The Competition Authority of Kenya (CAK) has given the go ahead for the merger of Airtel Kenya and Telkom after months of roadblocks.
Plans for the merger include naming the merged entity Airtel-Telkom, as well as numerous conditions the company is required to fulfill on behalf of its employees and existing government contracts, amongst others.
The real estate portfolio of mostly government-owned Telkom Kenya does not form part of the merger agreement.
“The merged entity shall ensure that at least three hundred and forty nine (349) of the six hundred and seventy four (674) employees of the target are retained as follows:
(a) 120 employees by the merged entity for a period of two years from the date of the implementation of the merger;
(b) 114 employees by Telkom Kenya Limited for a period of two (2) years from the date of the implementation of the merger; and
(c) 115 employees to be absorbed by the network partners of the merged entity,” CAK boss Wang’ombe Kariuki said.

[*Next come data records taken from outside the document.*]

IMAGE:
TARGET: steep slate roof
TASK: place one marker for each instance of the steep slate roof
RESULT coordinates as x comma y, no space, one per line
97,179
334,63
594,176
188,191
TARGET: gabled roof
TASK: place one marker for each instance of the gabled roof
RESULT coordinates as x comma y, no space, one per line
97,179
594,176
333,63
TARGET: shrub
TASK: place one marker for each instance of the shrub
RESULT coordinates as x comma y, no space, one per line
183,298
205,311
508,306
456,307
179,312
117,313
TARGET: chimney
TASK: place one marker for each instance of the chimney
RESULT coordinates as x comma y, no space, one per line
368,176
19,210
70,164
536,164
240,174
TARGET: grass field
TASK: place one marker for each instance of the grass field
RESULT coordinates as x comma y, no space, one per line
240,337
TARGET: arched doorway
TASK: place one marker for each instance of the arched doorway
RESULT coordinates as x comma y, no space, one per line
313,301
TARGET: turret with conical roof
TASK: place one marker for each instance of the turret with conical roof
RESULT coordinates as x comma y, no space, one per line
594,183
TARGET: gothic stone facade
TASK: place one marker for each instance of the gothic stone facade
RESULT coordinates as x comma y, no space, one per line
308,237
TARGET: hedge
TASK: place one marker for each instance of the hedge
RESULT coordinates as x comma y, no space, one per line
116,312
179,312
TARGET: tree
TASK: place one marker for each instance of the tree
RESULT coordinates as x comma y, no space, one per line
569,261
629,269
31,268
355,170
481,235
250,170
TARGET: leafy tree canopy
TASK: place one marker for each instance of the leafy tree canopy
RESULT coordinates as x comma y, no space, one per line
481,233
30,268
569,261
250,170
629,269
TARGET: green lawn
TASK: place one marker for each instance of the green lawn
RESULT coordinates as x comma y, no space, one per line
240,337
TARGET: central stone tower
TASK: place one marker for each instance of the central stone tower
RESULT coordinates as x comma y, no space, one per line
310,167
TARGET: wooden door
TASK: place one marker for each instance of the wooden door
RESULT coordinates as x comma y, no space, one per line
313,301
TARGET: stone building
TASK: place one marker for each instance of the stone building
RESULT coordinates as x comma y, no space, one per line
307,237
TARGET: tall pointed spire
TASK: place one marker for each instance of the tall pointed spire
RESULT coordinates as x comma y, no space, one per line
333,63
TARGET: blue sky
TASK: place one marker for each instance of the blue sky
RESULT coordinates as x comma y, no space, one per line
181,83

In the recent past, the Kenyan government investigated alleged misappropriation of public funds at Telkom during the course of negotiations for the merger to occur.
In addition to the above requirements, Airtel-Telkom is not permitted to transfer, in any way, parts of its operating and frequency spectrum licences until said licences expire. The frequency spectrum previously acquired by Telkom “shall revert back to the Government of Kenya (GoK).”
The GoK does intend to keep its eye on the merged entity for the next five years. This condition also includes a forensic audit where the government sees any indication of the entity failing as part of the merger deal.